Павлушин покорно выпрямился.
— Их вымыть нужно, накормить как следует. Черт знает чем кормила их эта дура! Няньку им нужно. Дом согреть, печку надо затопить.
Павлушин кивал: «Да, да, да». Голос Досекина звучал для него как голос нужды — хлопотливый, настойчивый, без подачки горю, суровый к слабости. Такой встала перед ним жизнь. В то мгновение он еще даже не узнал ее в лицо, не увидел в полный рост, но она взяла его и повела.
Замученных беляками хоронили с военными почестями и музыкой, провожали в могилу залпами. Но все это, казалось, не в силах было примирить Павлушина с безобразием их смерти. Он не спрашивал себя: «За что?» Такой вопрос показался бы ему не только риторическим, но и просто ненужным, — ему ли не было известно, за что сейчас убивают. В сознании царила полная ясность.
Павлушин безвыходно сидел в опустелом доме, питался, да и то мало и неохотно, тем, что приносил Досекин. Детей отправили в детский дом.
Досекин расследовал обстоятельства, при каких были убиты Павлушины. Их зарубили чеченцы генерала Шкуро, когда было решено оставить город. Расправу с окраинами белые проводили по каким-то таинственным спискам. От придурковатой сестры инспекторши Кулешовой Досекин дознался, что инспекторша написала в белый штаб письмо с указанием на семью соседа-большевика. Павлушин выслушивал все это как-то неестественно спокойно и вяло, говорить с ним было невыносимо трудно, приходилось повторять одно и то же по нескольку раз. Он худел, зарастал бородой, лицо покрылось налетом, напоминавшим мышиную шерстку.
— Ишь как ты сохнешь, источило тебя совсем, — говорил Досекин. — Чего молчишь? Рот открывать зарекся?
Павлушин молчал. Глядя на эту странную бесчувственность и какое-то терпеливо-углубленное внимание к чему-то переживаемому им внутри, делавшее нечеловечески неподвижным его серое лицо, Досекин наконец сообразил, что с приятелем творится неладное, и позвал доктора. Старик военный врач нашел у больного давным-давно наукой отмененную «меланхолическую манию», и Павлушин больше месяца пролежал в нервной палате дивизионного госпиталя, где за ним день и ночь следили дежурные санитары. Павлушин говорил впоследствии, что от всего этого времени осталась только тоска и почувствуй он сейчас приближение испытанного им тогда душевного состояния, он без минуты раздумья лег бы под поезд, сунул голову в петлю.

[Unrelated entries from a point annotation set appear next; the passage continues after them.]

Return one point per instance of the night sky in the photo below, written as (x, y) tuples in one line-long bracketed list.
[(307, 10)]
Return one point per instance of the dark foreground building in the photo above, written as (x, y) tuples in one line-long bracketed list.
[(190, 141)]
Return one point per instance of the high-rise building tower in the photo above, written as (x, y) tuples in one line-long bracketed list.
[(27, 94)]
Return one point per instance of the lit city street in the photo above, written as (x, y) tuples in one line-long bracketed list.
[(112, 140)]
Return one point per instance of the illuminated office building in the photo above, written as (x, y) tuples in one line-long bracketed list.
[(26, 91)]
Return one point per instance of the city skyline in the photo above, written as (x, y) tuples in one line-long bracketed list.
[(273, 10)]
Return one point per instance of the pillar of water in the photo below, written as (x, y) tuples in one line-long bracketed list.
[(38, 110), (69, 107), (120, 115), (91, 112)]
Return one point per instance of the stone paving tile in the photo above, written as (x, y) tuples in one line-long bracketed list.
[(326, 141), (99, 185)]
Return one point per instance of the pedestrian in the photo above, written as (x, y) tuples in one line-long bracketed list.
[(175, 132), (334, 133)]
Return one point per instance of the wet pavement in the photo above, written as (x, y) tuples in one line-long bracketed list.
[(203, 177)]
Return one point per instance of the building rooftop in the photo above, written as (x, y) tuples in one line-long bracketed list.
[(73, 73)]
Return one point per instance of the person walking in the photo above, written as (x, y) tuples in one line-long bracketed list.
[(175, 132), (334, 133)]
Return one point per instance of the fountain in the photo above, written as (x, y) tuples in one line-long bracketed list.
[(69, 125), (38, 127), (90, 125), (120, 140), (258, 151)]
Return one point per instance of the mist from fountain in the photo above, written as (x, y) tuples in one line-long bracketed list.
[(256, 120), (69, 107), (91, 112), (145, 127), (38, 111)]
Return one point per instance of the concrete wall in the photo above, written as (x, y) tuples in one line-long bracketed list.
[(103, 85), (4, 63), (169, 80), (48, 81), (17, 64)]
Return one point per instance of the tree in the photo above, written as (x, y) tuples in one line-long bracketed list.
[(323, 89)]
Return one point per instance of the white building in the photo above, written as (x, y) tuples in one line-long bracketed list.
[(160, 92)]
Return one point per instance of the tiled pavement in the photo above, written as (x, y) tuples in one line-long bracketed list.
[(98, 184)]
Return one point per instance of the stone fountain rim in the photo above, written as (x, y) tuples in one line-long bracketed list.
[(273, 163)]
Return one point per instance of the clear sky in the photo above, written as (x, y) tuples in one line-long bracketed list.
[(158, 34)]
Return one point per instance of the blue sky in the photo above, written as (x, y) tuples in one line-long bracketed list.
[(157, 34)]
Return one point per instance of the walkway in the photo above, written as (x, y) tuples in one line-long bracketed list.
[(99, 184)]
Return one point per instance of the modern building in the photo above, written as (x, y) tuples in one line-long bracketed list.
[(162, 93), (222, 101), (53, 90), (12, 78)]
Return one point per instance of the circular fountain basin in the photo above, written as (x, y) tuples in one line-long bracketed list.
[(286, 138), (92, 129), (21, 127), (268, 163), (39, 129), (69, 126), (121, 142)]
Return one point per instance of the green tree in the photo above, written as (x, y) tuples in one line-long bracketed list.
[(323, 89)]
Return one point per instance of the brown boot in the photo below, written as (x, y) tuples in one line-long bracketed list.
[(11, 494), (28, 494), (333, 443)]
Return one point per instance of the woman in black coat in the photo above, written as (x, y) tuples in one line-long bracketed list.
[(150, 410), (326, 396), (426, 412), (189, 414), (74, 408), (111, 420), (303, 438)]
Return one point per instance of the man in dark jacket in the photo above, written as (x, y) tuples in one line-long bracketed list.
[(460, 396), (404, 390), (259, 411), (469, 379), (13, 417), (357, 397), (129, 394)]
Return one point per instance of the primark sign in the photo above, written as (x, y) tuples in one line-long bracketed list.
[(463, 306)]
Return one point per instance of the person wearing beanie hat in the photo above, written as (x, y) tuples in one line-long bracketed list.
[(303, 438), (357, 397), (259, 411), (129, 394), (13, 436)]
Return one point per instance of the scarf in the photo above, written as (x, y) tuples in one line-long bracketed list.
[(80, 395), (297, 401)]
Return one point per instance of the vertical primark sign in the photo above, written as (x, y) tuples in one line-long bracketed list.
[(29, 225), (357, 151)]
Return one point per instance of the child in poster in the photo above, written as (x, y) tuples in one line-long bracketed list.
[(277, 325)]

Но Павлушин выздоровел. Тот же военный врач рекомендовал начальству подержать его некоторое время в тылу, и его прикомандировали к мобилизационному отделу военного комиссариата. Затем заставили переменить квартиру. Ему отвели две большие комнаты в богатом доме инженера, владельца технической конторы, — с ванной, дубовой мебелью, с болотного цвета коврами. Квартира находилась в таком порядке, как будто инженер не бежал из одной эпохи истории в другую, а попросту выехал из местности, занятой красными войсками, в местность, занятую белыми, и через несколько дней вернется.

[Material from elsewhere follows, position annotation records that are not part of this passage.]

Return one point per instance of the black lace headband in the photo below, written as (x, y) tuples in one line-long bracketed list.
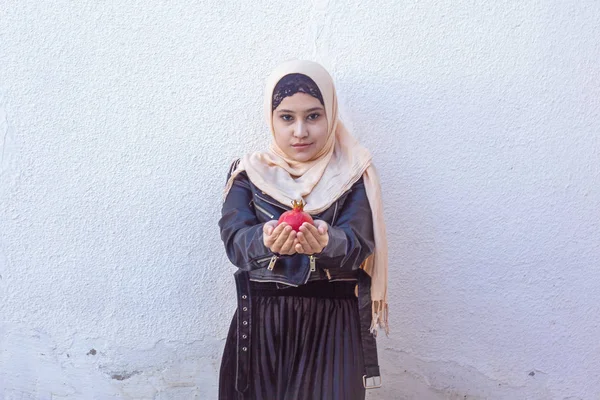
[(291, 84)]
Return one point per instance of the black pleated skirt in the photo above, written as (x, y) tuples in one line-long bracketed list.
[(305, 345)]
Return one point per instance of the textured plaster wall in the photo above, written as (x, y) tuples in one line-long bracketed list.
[(118, 121)]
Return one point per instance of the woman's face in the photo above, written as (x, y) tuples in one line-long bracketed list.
[(300, 126)]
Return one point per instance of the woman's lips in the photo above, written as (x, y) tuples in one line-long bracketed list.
[(301, 146)]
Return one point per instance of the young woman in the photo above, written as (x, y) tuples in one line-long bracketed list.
[(309, 302)]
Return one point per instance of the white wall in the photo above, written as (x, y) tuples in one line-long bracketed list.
[(118, 122)]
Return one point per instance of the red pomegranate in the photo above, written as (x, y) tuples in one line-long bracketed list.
[(296, 217)]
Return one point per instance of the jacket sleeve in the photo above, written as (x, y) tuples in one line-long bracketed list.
[(351, 238), (241, 231)]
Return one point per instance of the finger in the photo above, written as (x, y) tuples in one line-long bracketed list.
[(306, 246), (319, 233), (272, 239), (309, 236), (322, 226)]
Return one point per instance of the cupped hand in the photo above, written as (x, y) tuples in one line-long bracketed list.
[(280, 238)]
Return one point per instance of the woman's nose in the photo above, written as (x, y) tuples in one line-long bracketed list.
[(300, 130)]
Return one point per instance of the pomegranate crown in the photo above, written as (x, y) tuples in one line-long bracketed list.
[(298, 204)]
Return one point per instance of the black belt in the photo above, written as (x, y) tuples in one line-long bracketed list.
[(244, 329)]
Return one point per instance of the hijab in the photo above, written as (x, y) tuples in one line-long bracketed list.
[(322, 180)]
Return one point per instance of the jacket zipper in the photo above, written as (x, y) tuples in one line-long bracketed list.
[(272, 203), (272, 263), (262, 260), (334, 212)]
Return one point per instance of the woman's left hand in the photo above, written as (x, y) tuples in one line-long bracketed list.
[(312, 239)]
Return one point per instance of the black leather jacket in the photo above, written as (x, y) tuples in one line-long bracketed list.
[(245, 211)]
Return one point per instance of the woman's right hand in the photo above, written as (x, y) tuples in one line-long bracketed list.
[(279, 239)]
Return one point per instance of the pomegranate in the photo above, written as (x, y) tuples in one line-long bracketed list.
[(296, 217)]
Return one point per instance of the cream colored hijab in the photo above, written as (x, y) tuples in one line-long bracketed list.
[(322, 180)]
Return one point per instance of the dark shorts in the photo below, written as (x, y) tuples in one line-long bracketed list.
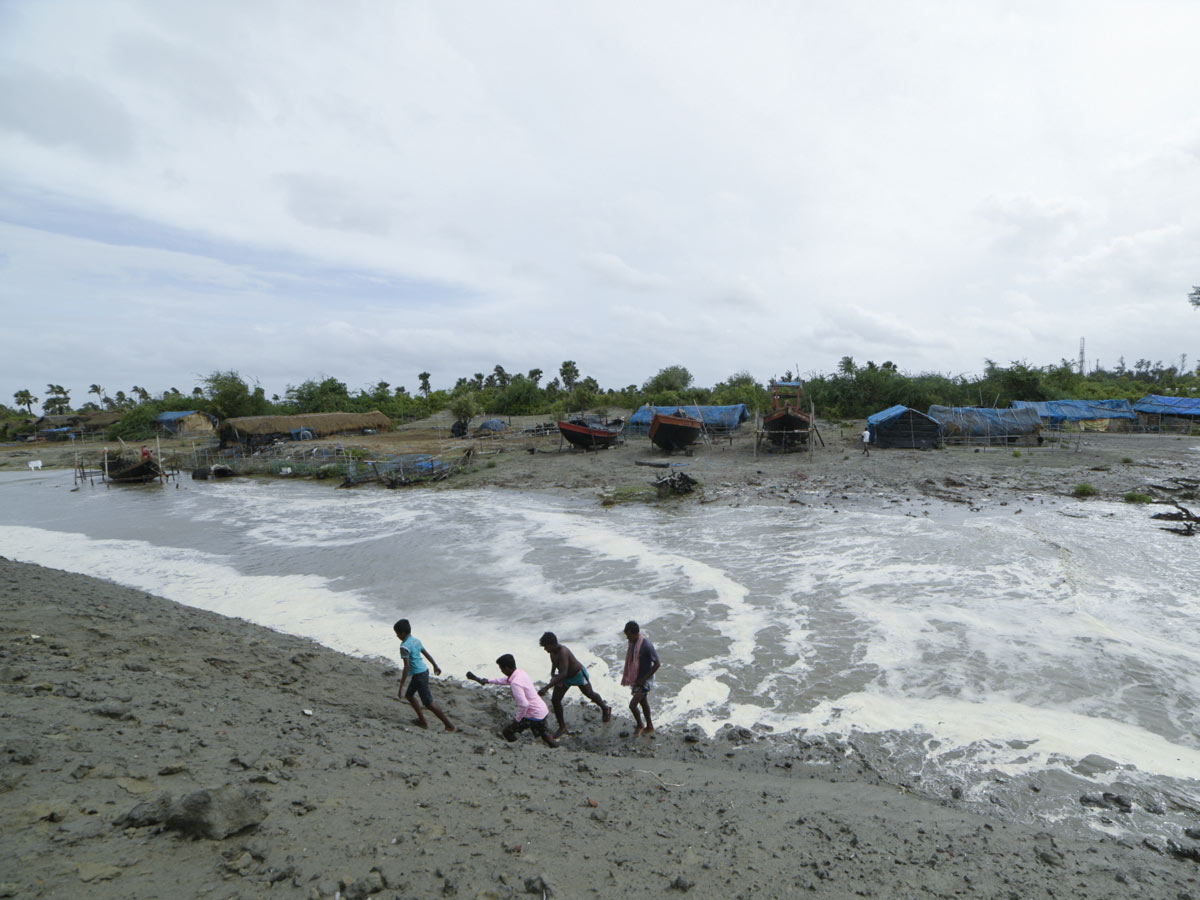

Выздоровев окончательно, Павлушин ощутил выздоровление как новую жизнь: новая кровь, новые соки струились по жилам, и кожа обновилась, и весну он встретил тихим, но все существо проникающим восхищением, в каком призналось бы нам любое раскрывающее почки дерево, будь оно способно рассказать об этом наслаждении человеческим языком. И, родившись второй раз, Павлушин ходил на Врангеля, командовал полком. Но перед этим походом он сошелся с соседкой по квартире, молодой женой пожилого пьяницы-слесаря с завода конных молотилок: детям нужна была новая мать.